Its handling/ground clearance disadvantage was a negative in the minds of our testers, but as our scores show, the Burg more than makes up for it in other areas. Ultimately, while we gearheads can appreciate the updates made to the transmission, it’s hard to explain the resulting high price tag to your average scooter buyer who couldn’t care less. At just one dollar shy of 11-large, before any accessories, that’s a rather large pill to swallow. Especially when matched with the BMW.
So large, in fact, we have no choice but to put it in second place.
First place: BMW C650GT
While the other three scooters definitely gave it a run for its money, the BMW C650GT proved to be top dog among the super scootering elite. Unlike the Suzuki, whose price ultimately overshadowed its performance, all four testers felt the C650GT managed the exact opposite. We expected a lot for its $10,595 as-tested price, and its sporty nature, healthy engine, cavernous storage, practicality, and comfy cockpit delivered.

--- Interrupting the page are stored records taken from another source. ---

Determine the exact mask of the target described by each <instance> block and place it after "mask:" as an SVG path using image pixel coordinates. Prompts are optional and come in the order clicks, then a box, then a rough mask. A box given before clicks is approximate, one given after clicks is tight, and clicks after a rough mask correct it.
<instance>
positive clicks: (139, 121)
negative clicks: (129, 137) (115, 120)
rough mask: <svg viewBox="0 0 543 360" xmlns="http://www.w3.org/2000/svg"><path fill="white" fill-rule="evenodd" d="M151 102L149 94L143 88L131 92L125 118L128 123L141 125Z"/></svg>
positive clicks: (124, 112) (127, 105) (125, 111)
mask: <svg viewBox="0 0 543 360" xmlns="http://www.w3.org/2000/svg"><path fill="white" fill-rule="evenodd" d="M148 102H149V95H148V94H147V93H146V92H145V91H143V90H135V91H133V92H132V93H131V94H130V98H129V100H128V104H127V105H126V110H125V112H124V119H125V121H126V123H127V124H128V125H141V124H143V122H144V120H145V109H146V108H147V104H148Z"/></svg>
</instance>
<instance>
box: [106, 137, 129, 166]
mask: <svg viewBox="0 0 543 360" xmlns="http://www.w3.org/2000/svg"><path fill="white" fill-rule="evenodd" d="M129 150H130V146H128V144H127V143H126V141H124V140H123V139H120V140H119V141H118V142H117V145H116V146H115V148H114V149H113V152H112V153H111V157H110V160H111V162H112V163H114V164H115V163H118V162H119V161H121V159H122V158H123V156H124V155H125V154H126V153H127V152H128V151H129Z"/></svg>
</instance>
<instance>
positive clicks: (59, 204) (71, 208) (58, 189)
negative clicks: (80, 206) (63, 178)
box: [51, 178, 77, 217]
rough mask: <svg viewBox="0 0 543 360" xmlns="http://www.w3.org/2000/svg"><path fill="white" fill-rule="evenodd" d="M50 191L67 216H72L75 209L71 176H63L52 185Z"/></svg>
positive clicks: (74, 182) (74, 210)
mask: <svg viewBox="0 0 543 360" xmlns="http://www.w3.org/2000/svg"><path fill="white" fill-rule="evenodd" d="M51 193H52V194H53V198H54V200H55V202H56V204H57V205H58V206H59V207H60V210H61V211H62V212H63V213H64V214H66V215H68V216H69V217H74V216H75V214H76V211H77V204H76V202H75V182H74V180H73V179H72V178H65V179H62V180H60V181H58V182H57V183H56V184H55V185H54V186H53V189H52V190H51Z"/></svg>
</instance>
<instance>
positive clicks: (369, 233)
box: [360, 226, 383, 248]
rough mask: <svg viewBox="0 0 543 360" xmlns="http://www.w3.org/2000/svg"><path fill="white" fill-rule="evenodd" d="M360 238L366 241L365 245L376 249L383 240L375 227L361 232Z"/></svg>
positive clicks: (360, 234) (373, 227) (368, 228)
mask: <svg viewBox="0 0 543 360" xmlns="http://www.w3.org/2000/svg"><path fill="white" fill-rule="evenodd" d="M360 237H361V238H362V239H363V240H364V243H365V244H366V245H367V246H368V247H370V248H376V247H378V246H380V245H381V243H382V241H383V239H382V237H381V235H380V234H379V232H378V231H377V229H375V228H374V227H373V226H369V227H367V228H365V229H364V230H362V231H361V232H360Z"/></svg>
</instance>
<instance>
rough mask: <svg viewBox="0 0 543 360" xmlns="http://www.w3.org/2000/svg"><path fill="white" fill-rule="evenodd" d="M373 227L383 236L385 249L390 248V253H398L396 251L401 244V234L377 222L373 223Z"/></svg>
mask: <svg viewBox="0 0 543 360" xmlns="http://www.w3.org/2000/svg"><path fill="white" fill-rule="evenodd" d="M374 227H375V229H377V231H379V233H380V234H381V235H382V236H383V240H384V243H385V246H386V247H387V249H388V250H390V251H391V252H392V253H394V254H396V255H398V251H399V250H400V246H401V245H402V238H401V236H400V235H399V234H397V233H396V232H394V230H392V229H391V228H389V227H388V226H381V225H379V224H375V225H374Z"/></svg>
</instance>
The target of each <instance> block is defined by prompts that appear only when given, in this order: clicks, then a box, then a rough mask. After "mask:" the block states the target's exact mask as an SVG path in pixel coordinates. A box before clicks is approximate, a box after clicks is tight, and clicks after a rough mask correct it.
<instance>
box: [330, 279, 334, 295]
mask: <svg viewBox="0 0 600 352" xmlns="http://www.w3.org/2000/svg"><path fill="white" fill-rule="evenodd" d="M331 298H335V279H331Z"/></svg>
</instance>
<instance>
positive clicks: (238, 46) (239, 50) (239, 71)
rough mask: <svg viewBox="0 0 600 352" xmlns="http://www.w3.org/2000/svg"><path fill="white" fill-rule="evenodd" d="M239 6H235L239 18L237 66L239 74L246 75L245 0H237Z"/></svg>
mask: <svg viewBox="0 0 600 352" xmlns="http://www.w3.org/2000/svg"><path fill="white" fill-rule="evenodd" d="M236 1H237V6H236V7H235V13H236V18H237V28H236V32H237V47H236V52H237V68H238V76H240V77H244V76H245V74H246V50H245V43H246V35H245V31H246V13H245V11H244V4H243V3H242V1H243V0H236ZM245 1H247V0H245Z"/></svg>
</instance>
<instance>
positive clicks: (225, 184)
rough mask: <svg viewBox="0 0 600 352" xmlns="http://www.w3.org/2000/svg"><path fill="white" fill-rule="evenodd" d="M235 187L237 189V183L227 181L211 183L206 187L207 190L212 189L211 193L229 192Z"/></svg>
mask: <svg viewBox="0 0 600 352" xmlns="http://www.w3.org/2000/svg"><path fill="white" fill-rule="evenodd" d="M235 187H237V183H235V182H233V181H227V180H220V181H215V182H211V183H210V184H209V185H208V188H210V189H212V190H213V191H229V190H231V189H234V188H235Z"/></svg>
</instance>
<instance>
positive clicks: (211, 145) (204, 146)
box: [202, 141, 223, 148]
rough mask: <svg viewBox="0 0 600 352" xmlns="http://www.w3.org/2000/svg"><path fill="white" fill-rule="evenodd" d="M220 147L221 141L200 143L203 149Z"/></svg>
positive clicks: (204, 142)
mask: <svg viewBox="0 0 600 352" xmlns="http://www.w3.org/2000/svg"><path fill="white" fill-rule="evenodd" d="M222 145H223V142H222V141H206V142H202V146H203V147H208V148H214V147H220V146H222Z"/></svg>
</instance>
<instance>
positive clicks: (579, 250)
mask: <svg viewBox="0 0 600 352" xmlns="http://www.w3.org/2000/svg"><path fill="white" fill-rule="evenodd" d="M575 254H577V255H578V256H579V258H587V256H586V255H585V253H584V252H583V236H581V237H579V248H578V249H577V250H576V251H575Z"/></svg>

If you don’t generally ride in cold climes, then the $9990 base price (without the heated grips/seats) is even more of a steal in this company. The C650GT scored highest in 10 of the 12 categories on the MO Scorecard, and during the course of our testing, all four riders pined for the BMW keys at each opportunity. Generally when that happens, the winner is a foregone conclusion. The BMW C650GT is no exception. It earns the title of Uber Scooter.